Yargıda, karısını öldüren katilleri ağırlaştırılmış müebbete mahkum eden cezalar var. Ama bir şekilde kapatılan, failleri sokağa salan skandal kararlarla biten cinayet davaları da mevcut. Bazı davalar da ilerlemiyor. Bu yazının başında atıfta bulunduğum Handan Aşkın davasıyla ilgili şöyle diyor: “Ben burada böyle acı çekiyorum. O adam orada yiyor, içiyor, yatıyor. Neden ağır bir şekilde cezalandırılmıyor? İki buçuk yıldır daha davam bitmemiş. Şu duruşma, bu duruşma erteleniyor, neden? Tamam ben bir daha yürüyemeyeceğim, ama benim acım dinecek biraz da olsa. Ben adalet için geldim bugün. Bir gün için istemiyorum bu adaleti. Her gün için istiyorum.”

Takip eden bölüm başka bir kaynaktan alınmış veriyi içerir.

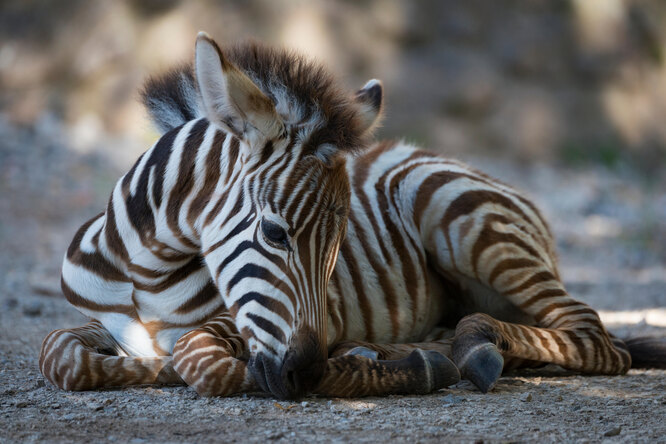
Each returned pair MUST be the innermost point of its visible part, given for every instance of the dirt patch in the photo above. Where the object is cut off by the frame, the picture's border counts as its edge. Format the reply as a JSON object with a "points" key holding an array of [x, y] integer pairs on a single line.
{"points": [[611, 238]]}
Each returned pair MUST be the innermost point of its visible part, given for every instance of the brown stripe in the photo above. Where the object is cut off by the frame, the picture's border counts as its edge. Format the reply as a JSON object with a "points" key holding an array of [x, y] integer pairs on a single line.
{"points": [[202, 297], [510, 264], [79, 301], [357, 282], [185, 180]]}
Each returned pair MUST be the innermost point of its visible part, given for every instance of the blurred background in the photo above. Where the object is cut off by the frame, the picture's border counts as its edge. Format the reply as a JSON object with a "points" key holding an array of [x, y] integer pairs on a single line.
{"points": [[564, 99]]}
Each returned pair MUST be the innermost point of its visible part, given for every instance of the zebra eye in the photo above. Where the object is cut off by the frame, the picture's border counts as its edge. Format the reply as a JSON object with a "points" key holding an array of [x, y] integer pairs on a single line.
{"points": [[274, 234]]}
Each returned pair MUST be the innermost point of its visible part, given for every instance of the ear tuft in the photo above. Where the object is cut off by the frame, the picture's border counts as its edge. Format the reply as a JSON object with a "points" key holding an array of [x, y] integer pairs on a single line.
{"points": [[370, 99], [230, 97]]}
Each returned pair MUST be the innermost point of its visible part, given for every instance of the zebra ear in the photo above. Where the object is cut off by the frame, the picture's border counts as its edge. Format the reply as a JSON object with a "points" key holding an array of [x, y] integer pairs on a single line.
{"points": [[230, 98], [370, 99]]}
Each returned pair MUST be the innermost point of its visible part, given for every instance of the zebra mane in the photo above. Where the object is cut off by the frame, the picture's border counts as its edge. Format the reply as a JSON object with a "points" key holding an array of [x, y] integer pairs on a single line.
{"points": [[303, 92]]}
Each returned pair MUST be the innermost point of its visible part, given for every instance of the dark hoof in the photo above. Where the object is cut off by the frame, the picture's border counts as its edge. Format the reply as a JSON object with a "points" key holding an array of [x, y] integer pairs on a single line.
{"points": [[444, 371], [483, 366], [363, 351]]}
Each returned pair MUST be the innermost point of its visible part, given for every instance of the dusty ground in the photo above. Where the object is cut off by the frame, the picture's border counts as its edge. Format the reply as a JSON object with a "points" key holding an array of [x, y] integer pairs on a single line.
{"points": [[612, 238]]}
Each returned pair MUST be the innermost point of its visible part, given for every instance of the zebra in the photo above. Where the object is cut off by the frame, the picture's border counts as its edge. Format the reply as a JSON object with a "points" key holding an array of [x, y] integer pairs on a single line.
{"points": [[267, 243]]}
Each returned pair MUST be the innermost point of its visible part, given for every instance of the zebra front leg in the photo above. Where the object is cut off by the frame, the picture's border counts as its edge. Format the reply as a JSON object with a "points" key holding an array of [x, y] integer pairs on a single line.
{"points": [[355, 370], [207, 359], [86, 358]]}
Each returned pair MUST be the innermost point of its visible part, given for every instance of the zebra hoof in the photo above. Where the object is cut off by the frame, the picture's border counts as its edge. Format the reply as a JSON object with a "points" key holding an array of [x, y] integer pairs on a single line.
{"points": [[483, 367], [363, 351], [444, 371]]}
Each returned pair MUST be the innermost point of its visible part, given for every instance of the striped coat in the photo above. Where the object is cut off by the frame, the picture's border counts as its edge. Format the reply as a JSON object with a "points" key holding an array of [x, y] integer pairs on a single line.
{"points": [[259, 246]]}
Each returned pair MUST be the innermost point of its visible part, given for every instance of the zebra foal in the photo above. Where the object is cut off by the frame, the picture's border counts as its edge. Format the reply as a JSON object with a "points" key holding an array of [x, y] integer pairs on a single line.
{"points": [[265, 244]]}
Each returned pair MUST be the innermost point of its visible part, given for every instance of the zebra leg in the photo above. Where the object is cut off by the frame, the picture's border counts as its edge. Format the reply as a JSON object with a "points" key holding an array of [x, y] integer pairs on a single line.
{"points": [[358, 373], [86, 358], [494, 241], [207, 359], [440, 340], [482, 342]]}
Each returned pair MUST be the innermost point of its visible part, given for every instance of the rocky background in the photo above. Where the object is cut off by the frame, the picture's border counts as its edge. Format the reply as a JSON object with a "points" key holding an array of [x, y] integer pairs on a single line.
{"points": [[563, 99]]}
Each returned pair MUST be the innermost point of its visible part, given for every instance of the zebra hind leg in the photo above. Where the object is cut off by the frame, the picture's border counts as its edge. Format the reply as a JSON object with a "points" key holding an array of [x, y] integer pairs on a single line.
{"points": [[355, 369], [86, 358]]}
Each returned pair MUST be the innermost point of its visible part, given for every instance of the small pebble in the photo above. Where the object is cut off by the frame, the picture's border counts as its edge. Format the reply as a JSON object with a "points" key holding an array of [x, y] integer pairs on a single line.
{"points": [[32, 309], [613, 432], [96, 406], [451, 400]]}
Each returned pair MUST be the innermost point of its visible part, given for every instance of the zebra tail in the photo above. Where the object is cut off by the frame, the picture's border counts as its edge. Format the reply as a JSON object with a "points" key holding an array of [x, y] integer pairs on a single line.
{"points": [[647, 352], [172, 99]]}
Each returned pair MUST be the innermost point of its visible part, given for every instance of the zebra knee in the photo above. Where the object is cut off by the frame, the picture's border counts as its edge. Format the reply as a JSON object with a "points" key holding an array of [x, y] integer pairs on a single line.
{"points": [[59, 363]]}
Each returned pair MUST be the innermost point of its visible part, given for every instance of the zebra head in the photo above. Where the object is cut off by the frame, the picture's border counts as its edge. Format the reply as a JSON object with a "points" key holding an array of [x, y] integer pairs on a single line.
{"points": [[273, 229]]}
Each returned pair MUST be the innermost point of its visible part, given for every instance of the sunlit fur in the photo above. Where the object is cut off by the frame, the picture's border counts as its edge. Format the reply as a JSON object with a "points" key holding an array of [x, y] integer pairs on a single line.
{"points": [[431, 255]]}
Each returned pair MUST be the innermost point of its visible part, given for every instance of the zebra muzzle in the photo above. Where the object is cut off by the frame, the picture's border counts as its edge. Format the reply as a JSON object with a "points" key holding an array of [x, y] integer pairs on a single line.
{"points": [[289, 378]]}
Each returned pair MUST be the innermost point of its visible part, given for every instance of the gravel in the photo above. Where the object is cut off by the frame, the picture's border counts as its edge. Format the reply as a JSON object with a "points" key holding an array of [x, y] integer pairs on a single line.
{"points": [[611, 238]]}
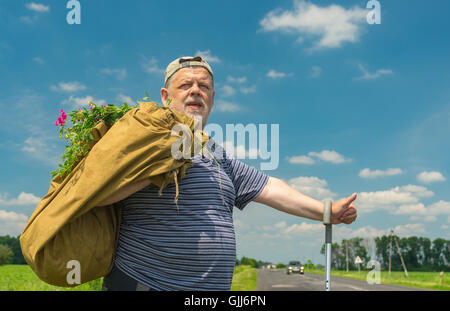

Ama mesele bu karanlık tabloya boyun eğmemeyi başarmakta. Bu kadar kötü örnek ve açıklama cesaret kırıcı olmamalı. Kadınlar zorbalara boyun eğmek yerine, geç olmadan hem evlilik içi şiddetten kurtulup özgürlüklerine kavuşmayı, hem de ayakta ve hayatta kalabilmeyi başarabilir. Polisin engelleme girişimine, biber gazına aldırmaksızın 25 Kasım’da yerlerinden bir milim oynamayan kadın örgütlerinin ısrarı ve dayanışması geleceğe dair en önemli cesaret kaynağı.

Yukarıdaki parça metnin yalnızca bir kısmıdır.